Un altro elemento prezioso che ci offre questo vangelo è dato dalla conoscenza che c’è tra pastore e gregge. Conoscere per Gesù non è sapere qualcosa di generico, di sentito dire su di noi. Conoscere è parola che rimanda alla relazione stretta, allo stare insieme, alla condivisione di pensieri e paure, al potenziale di bene che c’è dentro di noi e alla grande fragilità che ci caratterizza. Gesù sa tutto di noi e noi pure sappiamo di Lui che non ci inganna, che dice le cose più belle e più vere su Dio perché è il Padre suo.

E poi lo sguardo sempre aperto, che non si chiude nel cerchio dei presenti: ho altre pecore che non provengono da questo recinto... Espressione che dice ricerca di chi non c’è ancora, di chi si è allontanato, di chi è dato per perso. “Venne a condividere la sorte di chi si era perduto” come dice una toccante espressione della preghiera eucaristica VI.

Sostando su verità così belle, nasce l’esigenza di guardare dentro la nostra vita aiutati da qualche domanda, perché il vangelo diventi parola che ci trasforma:

  • Cosa sto donando agli altri? Gli sto dando vita? Cioè, li aiuto con il mio modo di parlare, di giudicare, di essere presente, a vivere bene?

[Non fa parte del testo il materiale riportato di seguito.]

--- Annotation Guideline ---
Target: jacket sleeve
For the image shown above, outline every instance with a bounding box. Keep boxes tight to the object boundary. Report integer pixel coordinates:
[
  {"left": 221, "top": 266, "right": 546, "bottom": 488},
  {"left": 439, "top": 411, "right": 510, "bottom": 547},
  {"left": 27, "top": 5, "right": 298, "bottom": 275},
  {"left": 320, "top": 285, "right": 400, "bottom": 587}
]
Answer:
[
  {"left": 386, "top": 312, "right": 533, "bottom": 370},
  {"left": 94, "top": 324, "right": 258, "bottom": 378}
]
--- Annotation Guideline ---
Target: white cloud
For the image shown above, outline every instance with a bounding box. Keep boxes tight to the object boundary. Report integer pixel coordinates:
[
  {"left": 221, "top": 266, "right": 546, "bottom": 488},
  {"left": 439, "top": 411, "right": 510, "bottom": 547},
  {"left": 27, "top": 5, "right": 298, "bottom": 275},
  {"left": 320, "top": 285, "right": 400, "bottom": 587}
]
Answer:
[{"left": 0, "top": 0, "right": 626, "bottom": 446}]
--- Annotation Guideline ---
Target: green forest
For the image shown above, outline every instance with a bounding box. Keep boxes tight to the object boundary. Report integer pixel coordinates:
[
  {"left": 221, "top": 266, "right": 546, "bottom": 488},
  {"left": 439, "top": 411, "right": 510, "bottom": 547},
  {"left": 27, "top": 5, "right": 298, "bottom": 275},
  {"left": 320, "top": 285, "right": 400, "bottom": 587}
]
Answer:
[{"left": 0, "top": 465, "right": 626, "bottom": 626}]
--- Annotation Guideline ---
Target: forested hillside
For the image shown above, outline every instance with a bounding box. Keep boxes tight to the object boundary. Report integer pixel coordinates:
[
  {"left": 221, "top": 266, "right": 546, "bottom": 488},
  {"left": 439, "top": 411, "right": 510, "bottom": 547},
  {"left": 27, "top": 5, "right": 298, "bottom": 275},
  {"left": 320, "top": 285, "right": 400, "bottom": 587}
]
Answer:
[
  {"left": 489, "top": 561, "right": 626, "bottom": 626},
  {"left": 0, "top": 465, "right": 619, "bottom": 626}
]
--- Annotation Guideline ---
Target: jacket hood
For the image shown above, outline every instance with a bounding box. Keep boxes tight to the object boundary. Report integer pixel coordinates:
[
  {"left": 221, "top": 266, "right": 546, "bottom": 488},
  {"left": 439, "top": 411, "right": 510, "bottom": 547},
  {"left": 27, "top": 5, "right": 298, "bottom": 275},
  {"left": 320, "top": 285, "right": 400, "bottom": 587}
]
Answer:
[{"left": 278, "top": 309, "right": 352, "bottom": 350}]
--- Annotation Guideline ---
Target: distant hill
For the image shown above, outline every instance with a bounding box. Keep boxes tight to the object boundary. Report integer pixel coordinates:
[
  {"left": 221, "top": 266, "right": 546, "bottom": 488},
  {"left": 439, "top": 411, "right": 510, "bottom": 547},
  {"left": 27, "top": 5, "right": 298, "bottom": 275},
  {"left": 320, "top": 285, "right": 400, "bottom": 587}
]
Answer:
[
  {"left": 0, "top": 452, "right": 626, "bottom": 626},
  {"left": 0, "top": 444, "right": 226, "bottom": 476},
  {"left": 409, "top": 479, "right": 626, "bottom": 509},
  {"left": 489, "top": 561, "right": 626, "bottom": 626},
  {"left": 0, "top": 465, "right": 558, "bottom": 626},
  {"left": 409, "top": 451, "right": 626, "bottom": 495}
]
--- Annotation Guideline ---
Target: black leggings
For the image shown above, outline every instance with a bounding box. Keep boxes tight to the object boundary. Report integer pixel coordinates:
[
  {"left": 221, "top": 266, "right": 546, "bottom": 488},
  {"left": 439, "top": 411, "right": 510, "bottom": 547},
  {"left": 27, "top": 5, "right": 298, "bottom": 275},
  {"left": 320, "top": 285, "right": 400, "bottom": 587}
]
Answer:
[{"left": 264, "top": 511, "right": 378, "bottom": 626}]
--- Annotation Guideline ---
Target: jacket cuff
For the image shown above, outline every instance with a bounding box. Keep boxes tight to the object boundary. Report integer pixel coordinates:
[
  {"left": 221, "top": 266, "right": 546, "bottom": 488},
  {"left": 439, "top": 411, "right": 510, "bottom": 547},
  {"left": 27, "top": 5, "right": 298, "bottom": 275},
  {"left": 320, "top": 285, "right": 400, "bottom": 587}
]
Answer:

  • Mi importa degli altri, dei miei famigliari, dei miei amici, dei miei colleghi, dei miei compagni, o sono sempre preoccupato di mettere in salvo me stesso, di stare alla larga dai loro problemi, di non lasciarmi coinvolgere più di tanto nelle loro fatiche di vivere?

  • Come è la mia conoscenza degli altri? Sono superficiale nelle relazioni? Mi rifugio nei rapporti virtuali e fuggo quelli reali con gli altri?

  • So tenere il mio cuore aperto a tutti o procedo per esclusioni? Sto sempre con le stesse persone, gli stessi amici o so dare attenzione anche ad altri?

Questa domenica dell’anno è dedicata alla preghiera per le vocazioni. I Vescovi italiani l‘hanno intitolata così: “Datevi al meglio della vita”. Bellissima prospettiva che potremmo girare anche in questo modo: “Date al meglio la vita”.